Characterization of Colletotrichum gloeosporioides, as the main causal agent of citrus anthracnose, and C. karstii as species preferentially associated with lemon twig dieback in Portugal

  • Ana Paula Ramos
  • Pedro TalhinhasEmail author
  • S. Sreenivasaprasad
  • Helena Oliveira
Article

Abstract

In the last two decades significant losses in citrus production in Portugal related to anthracnose symptoms have been recorded. These symptoms were attributed to Colletotrichum gloeosporioides, but preliminary population diversity evidence suggested that other Colletotrichum species could be involved in the disease. In this work, a field survey of the main citrus growing areas in Portugal was conducted and the pathogenicity of a group of Colletotrichum spp. isolates was studied along with morphological and genetic variability characterization [including Inter-Simple Sequence Repeats (ISSR) profiles and DNA sequence data of rDNA-ITS and β-tubulin 2 gene regions]. Colletotrichum karstii (from the C. boninense species complex) and C. gloeosporioides were identified from symptoms on leaves, branches, flowers and fruits of several citrus cultivars. However, C. acutatum, the species most commonly associated with citrus anthracnose in the Americas, was never detected. While C. gloeosporioides was isolated at higher frequency overall (87 %), C. karstii was more frequent in branches and leaves of lemon in specific geographic locations. Only C. gloeosporioides was detected in flowers.
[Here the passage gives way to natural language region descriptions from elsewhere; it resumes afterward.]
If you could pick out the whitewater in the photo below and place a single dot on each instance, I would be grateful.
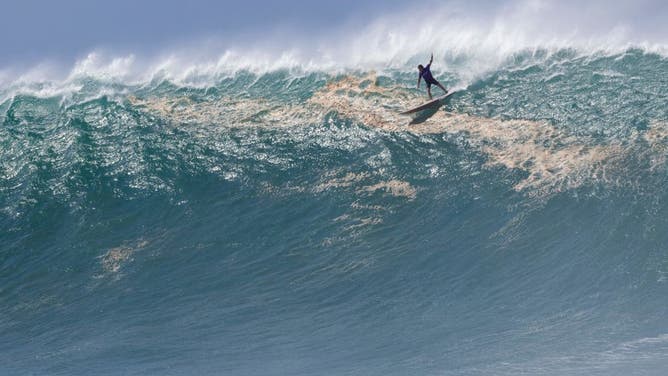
(267, 211)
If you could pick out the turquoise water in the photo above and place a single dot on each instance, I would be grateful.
(291, 223)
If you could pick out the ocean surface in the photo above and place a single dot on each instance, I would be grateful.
(288, 221)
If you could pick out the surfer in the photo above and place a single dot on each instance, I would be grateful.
(425, 72)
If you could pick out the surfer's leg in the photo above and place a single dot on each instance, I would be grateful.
(442, 88)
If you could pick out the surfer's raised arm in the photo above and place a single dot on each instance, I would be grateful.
(425, 72)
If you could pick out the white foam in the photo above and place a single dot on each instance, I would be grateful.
(467, 39)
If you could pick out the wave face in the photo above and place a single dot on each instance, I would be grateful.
(288, 222)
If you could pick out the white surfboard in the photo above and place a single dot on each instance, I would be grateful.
(431, 103)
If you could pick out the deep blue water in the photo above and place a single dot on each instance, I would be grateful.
(257, 226)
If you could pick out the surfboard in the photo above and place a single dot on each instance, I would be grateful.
(424, 106)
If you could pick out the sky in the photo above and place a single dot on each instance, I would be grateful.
(36, 29)
(66, 32)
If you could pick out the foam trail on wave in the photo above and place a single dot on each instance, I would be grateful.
(467, 39)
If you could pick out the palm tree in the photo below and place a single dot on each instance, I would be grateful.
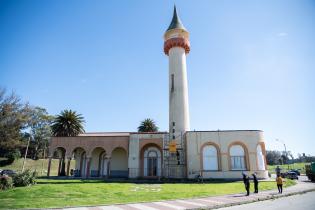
(148, 125)
(68, 123)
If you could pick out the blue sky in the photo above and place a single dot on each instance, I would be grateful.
(251, 64)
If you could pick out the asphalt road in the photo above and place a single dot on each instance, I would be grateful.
(295, 202)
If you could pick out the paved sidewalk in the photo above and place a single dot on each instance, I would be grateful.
(207, 202)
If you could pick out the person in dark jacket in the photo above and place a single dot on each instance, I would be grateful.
(255, 182)
(246, 183)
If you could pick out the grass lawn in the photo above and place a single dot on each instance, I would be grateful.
(40, 166)
(61, 193)
(286, 167)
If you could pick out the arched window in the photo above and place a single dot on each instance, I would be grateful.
(260, 158)
(210, 158)
(152, 162)
(237, 155)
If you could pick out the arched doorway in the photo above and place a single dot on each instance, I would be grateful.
(119, 163)
(79, 155)
(152, 162)
(60, 153)
(260, 158)
(98, 165)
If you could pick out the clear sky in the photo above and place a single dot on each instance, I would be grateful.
(251, 65)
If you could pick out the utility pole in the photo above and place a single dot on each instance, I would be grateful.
(43, 158)
(285, 148)
(28, 143)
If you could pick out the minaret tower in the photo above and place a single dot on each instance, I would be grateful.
(176, 46)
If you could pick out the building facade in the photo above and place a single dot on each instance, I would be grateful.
(179, 153)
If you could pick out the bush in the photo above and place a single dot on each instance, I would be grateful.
(13, 155)
(25, 178)
(6, 182)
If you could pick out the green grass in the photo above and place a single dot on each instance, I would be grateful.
(286, 167)
(62, 193)
(40, 166)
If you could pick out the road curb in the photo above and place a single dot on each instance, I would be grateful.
(269, 197)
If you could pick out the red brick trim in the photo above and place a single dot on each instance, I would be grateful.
(176, 42)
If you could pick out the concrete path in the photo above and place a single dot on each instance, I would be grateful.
(208, 202)
(296, 202)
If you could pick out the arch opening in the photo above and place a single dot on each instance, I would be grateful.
(119, 163)
(237, 158)
(210, 158)
(260, 158)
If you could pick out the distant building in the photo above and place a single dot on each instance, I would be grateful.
(181, 153)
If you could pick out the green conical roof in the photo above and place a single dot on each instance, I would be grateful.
(176, 23)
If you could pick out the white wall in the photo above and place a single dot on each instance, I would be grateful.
(195, 140)
(178, 99)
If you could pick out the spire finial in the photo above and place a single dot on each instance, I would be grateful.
(176, 23)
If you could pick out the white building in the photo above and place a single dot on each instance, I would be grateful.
(181, 153)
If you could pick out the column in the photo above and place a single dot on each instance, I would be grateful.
(68, 166)
(59, 167)
(49, 165)
(108, 166)
(88, 159)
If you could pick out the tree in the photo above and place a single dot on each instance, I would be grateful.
(68, 123)
(40, 130)
(148, 125)
(14, 117)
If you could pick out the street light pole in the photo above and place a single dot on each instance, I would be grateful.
(285, 148)
(28, 143)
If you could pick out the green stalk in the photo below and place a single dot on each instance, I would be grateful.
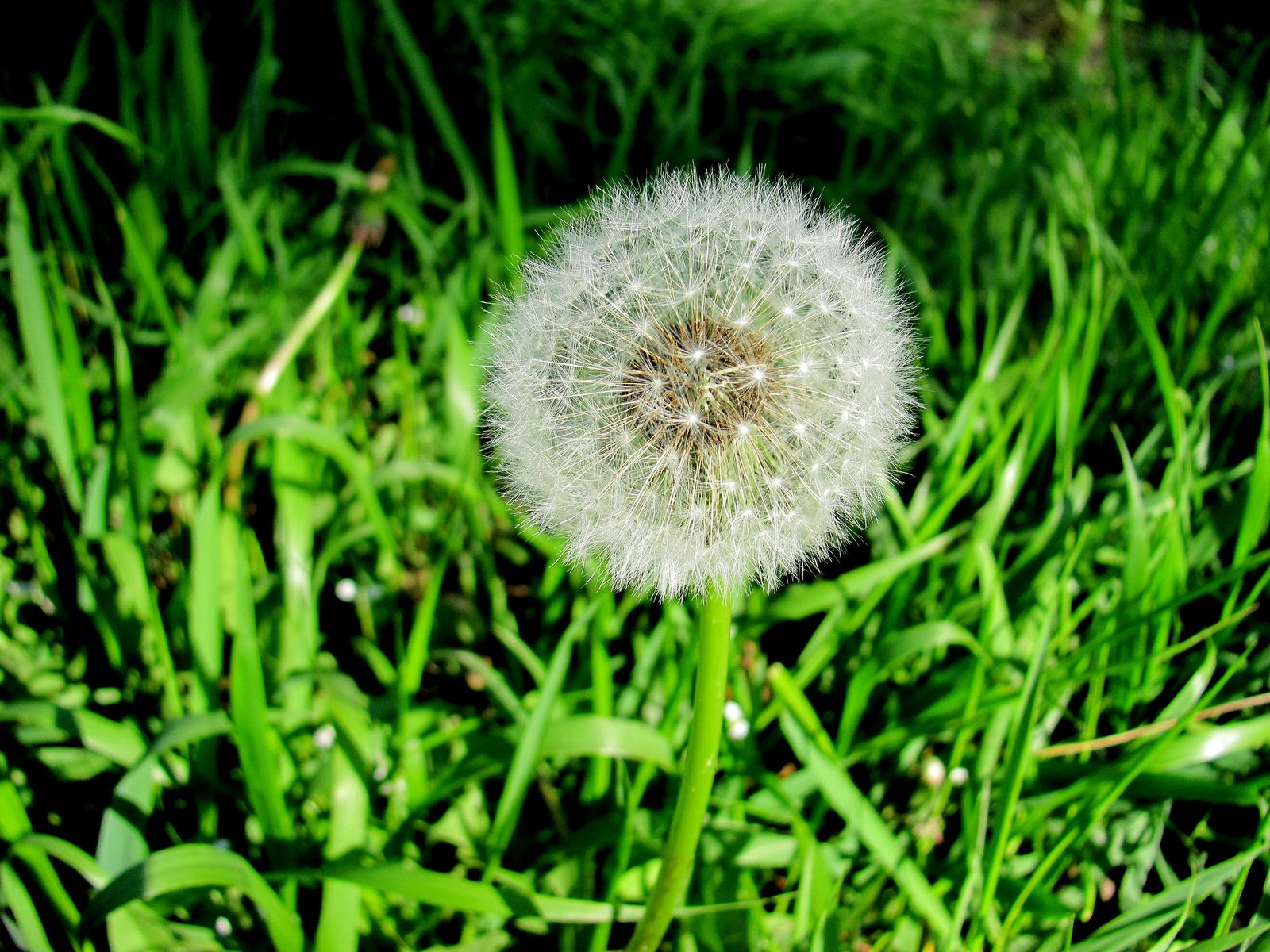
(698, 771)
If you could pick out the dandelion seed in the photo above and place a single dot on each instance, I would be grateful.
(656, 374)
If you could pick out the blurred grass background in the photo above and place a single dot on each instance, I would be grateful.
(279, 668)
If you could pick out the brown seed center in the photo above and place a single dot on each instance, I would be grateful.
(698, 384)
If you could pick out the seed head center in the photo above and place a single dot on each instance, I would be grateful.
(696, 384)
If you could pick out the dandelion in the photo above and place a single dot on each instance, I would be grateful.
(706, 384)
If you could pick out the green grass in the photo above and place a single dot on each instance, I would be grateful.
(258, 589)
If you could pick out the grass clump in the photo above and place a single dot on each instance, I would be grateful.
(277, 666)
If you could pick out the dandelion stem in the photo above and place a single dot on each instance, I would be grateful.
(698, 771)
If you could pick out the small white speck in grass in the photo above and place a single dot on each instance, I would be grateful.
(410, 315)
(933, 774)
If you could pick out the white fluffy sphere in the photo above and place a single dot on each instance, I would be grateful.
(705, 384)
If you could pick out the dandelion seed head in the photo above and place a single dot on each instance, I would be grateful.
(666, 390)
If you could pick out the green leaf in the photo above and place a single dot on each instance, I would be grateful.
(196, 866)
(592, 735)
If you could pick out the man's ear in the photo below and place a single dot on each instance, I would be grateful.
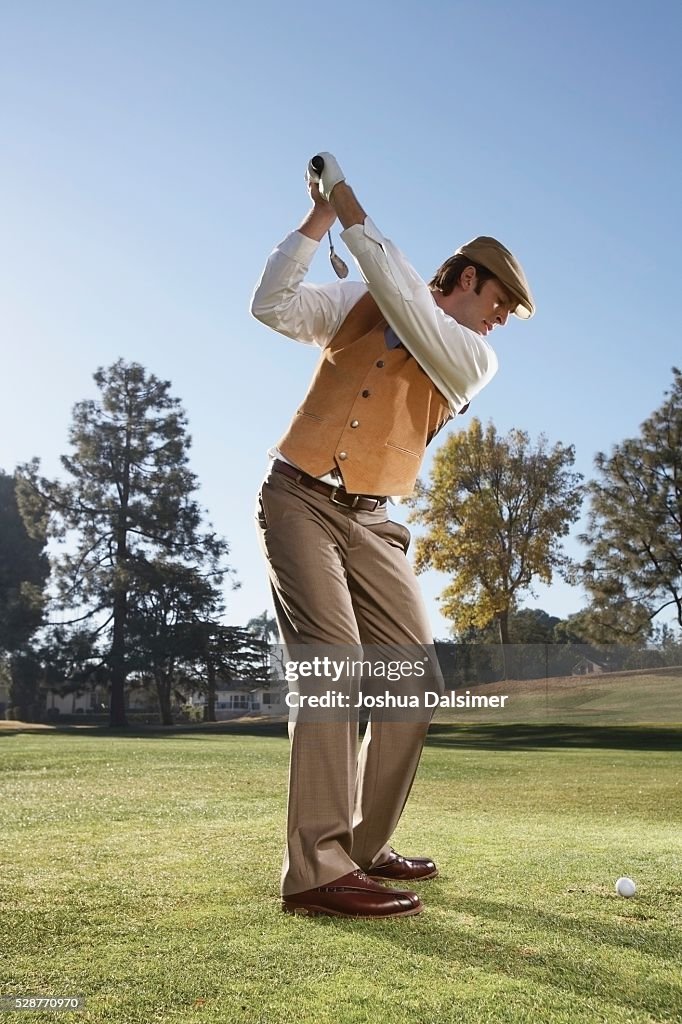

Colletotrichum karstii and C. gloeosporioides were pathogenic to sweet orange flowers and fruits and to leaves of sweet orange, mandarin and lemon, while reference C. acutatum citrus isolates were pathogenic to Key lime flowers and leaves.

Keywords

Citrus anthracnose Colletotrichum boninense species complex Colletotrichum karstii Colletotrichum gloeosporioides Portugal 

Notes

Acknowledgments

Fundação Calouste Gulbenkian (Portugal) funded Grant 72426/2005 attributed to APR. Fundação para a Ciência e a Tecnologia (Portugal) funded grant SFRH/BPD/88994/2012 attributed to PT. The research reported in this work was conducted at Instituto Superior de Agronomia, Universidade de Lisboa (Lisbon, Portugal) and at Warwick HRI, University of Warwick (Wellesbourne, United Kingdom).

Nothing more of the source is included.